Голос Анны умолял, но умолял горделиво, как подобает молить принцессе, и молить равную, сестру! Елизавет почувствовала вознесение на эту высоту чувств, царственных, высоких чувств... Как бывало начитаешься пиес французских Расиновых, и говорить, изъясняться хочется высокими стихами, переложить эту высоту на русский лад...
– Правда это, страшная, унизительная для нас правда! Я поверила. Виллим Монс – государынин амант, любовник[10]10
Виллим Монс – государынин амант... – Возможно, в память об Анне Монс, с которой обошёлся он не вполне справедливо, Пётр I был милостив к её сестре, Матрёне Балк, и младшему брату Виллиму. История следствия о казнокрадстве Монса и Матрёны Балк описывалась много раз. Никаких достоверных сведений о том, что Монс действительно был возлюбленным Екатерины Алексеевны, не существует.
[Закрыть]!..
Анна порывисто приложила к лицу ладони. Но то уже не был жест девической, почти детской стыдливости. Теперь движение рук, дланей, было величаво, и столь же величаво отняла ладони от лица.
– Этому нельзя верить, Елизавета. – Голос понизился. – Государь, наш отец, и... это ничтожество, поднятый из грязи... этот Монс!.. – Анна выразила голосом такую брезгливость, будто одно лишь произнесение ненавистного имени уже могло опасно грязнить...
– Говорят, будто и мы – не дочери своего отца, будто и наша мать поднята из самой низости, из-под телеги, где лежала, пленная, с простым солдатом! Знай всё!
На этот раз Анна не вскрикнула, не прикрыла лицо руками. Глядела серьёзно.
– Этого не будет, Лизета, – заговорила размеренно. – Этому не бывать более. Клянусь тебе, государь возвратится из похода и всё будет кончено. Будет покончено со всем этим. И сейчас я желаю знать лишь одно: могу ли я полагаться на тебя? Этот наш разговор и моя клятва тебе – это не должно быть ведомо никому! Отвечай прямо: ты чувствуешь себя дочерью императора великой державы? Отвечай прямо, слышишь, мне, своей старшей сестре, отвечай!
– Да! – Елизавет ответила с непривычной для себя серьёзностью.
– Тогда не мысли о нечистоте. Мы обе – дочери императора, и любое сомнение в этом будет грозить гибелью дерзнувшему... И молчи, молчи...
Елизавет поднялась и держала её руки в своих, подойдя совсем близко...
* * *
Мадам д’Онуа кинулась пёстрой всполошённой птицей к своей питомице, хватала кисти рук – холодные – судорожно жала к этим сморщенным своим губам сухим...
– Принцесса!.. Ваше высочество... Вы истинная... истинная...

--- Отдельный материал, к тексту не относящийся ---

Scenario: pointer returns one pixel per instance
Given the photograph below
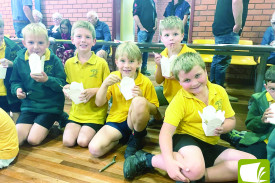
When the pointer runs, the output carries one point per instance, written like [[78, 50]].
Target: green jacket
[[10, 53], [259, 130], [44, 97]]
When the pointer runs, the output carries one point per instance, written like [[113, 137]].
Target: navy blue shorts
[[210, 152], [123, 128], [9, 107], [44, 119], [94, 126]]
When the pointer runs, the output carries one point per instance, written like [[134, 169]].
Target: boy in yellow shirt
[[8, 50], [125, 115], [85, 118], [187, 154], [172, 33], [9, 145]]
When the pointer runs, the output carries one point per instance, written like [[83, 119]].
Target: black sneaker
[[135, 165], [134, 144]]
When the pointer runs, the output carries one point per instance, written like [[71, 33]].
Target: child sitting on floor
[[186, 152], [125, 116], [41, 94], [85, 118]]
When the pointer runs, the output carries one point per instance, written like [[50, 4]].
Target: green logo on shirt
[[94, 73]]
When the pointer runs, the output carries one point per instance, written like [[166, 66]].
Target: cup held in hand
[[211, 120], [3, 72], [36, 64], [126, 86]]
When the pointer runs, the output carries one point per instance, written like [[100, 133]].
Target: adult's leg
[[220, 63]]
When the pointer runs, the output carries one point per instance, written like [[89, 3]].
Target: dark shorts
[[44, 119], [94, 126], [124, 130], [9, 107], [210, 152]]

Анна почувствовала капельки старческой слюнки на тыльной стороне левой своей ладони. Брезгливо отняла руки...
– Кто ещё, кроме вас, подслушал мой разговор с сестрой, мадам? – спросила сухо и повелительно.
– Никто... совершенно никто!..
– То есть никто, кроме вас? – уточнила с лёгкой иронией.
– Я... право же...
– Вы можете не оправдываться. Ваше положение близкой к принцессе особы обязывает вас так или иначе заботиться о себе. И... почему вы стоите как истукан? Пройдёмте в спальню... Или нет, ступайте в туалетную комнату, пусть нальют свежей воды для умывания, мне надо вымыть руки...

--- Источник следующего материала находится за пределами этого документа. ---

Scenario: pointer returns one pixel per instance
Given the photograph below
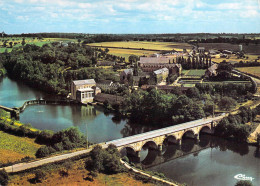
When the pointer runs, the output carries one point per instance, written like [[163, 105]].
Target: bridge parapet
[[190, 129]]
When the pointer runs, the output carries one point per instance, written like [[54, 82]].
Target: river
[[212, 161]]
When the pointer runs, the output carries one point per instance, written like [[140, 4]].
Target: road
[[163, 131], [119, 142], [25, 166]]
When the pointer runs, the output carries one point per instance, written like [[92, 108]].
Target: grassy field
[[251, 70], [249, 49], [29, 40], [13, 148], [77, 175], [199, 72], [128, 52], [234, 58], [125, 49]]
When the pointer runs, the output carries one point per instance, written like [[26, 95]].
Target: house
[[84, 90], [106, 63], [211, 71], [151, 67], [105, 84], [201, 50], [126, 76], [161, 75]]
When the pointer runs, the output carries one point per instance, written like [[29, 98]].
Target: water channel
[[212, 161]]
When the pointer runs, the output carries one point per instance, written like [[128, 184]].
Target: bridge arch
[[189, 134], [205, 129], [170, 139], [127, 151], [129, 147], [149, 144]]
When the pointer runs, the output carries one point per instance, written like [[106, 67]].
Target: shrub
[[244, 183], [125, 159], [42, 152], [3, 177], [39, 176], [58, 146]]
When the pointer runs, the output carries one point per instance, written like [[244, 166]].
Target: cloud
[[108, 14]]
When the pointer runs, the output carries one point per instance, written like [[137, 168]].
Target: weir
[[15, 112]]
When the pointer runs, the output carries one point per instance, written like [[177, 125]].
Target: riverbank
[[77, 175], [14, 148]]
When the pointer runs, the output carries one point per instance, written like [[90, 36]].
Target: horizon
[[130, 16]]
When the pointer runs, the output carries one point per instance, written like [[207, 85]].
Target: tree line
[[52, 67], [235, 126]]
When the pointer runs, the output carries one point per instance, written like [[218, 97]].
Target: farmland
[[252, 49], [125, 49], [17, 41], [13, 148], [195, 73], [233, 58], [251, 70]]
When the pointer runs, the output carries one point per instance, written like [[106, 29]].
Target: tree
[[4, 178], [133, 59], [224, 70], [92, 174], [11, 44], [23, 42], [226, 103], [244, 183], [39, 176], [42, 152]]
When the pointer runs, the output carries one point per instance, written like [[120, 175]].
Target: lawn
[[128, 52], [13, 148], [249, 49], [195, 73], [144, 45], [234, 58], [251, 70]]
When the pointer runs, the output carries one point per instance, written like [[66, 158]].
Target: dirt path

Анна легко и с облегчением вздохнула, далее невозможно было терпеть эти капельки слюны... Остановила кинувшуюся рысью...
– И если сделается известно, паче чаяния... Я знаю: этот разговор подслушивали вы одна. И если, паче чаяния, сделается известно, то как бы ни обернулись в дальнейшем обстоятельства, не полагайте себя в безопасности!..
* * *
Уже сидя в ночном платье у нахтиша – туалетного стольца, склонив голову и глядя на себя пытливо в зеркало створчатое, Анна обернулась, будто бы только сейчас вспомнив, к девкам, своим фрейлинам:
– Ступайте, вы более не нужны. И пошлите мне мадам д’Онуа.

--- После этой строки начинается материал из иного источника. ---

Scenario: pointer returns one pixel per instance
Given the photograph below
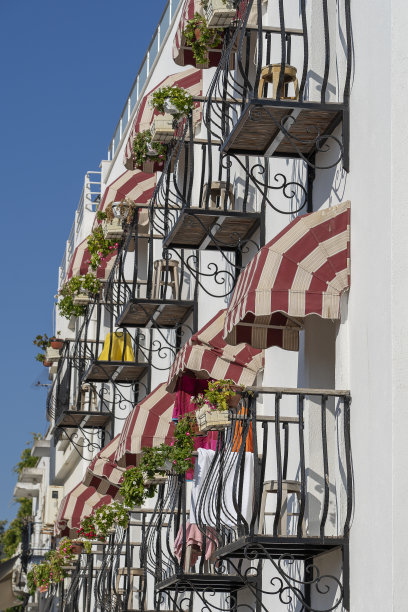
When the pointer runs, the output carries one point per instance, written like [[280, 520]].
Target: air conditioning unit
[[52, 500]]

И всё было исполнено быстро и тихо. Они ушли, и мадам д’Онуа тотчас явилась...
Остановилась в дверях.
– Подите сюда, – приказала Анна отрывисто. – Близко подите... ко мне... близко... Да ну же! – с нетерпеливостью...
Француженка ещё не подошла совсем близко, а девочка уже потянулась в нетерпении ей навстречу и – едва ли не с размаху – припала головой, лицом к старческой груди сухой...
Сердце колотилось, Анна молчала. И была благодарна старой учительнице за ответное молчание.
«Что со мной? – думалось Анне. – Я прежде не ведала, я вовсе и не знала, что я такова. Но когда же я почуяла в себе эту силу и властность? И неужели это всё – от любви? От любви – к нему...»
И впервые испытала это чувство усталости от самой себя, столь ведомое властным и сильным...
* * *
Цесаревнам велено было сбираться в дорогу – из Москвы в Петербург. Она уже знала, что герцогу надлежит оставаться в Москве – ждать государя из похода.
Длинная вереница карет и возков двинулась. По государеву приказу Меншиков сопровождал государыню и великих княжон в Петербург. С ними ехали многие знатные дамы.
Анна сидела в карете с Лизетой, мадам д’Онуа и Маврой Шепелевой.
Сегодня утром Маврушка была при туалете цесаревны, всё вертелась и выспрашивала, какое той угодно платье, не будет ли нынче хорошо белое объяринное – из плотного шёлка, сребристо-узорное – струйками узор завивается, материя-то ещё от бабки, от Натальи Кирилловны, старинная персидская, государем Алексей Михалычем дарёная; с флёровой прозрачной оторочкой – фальбалой...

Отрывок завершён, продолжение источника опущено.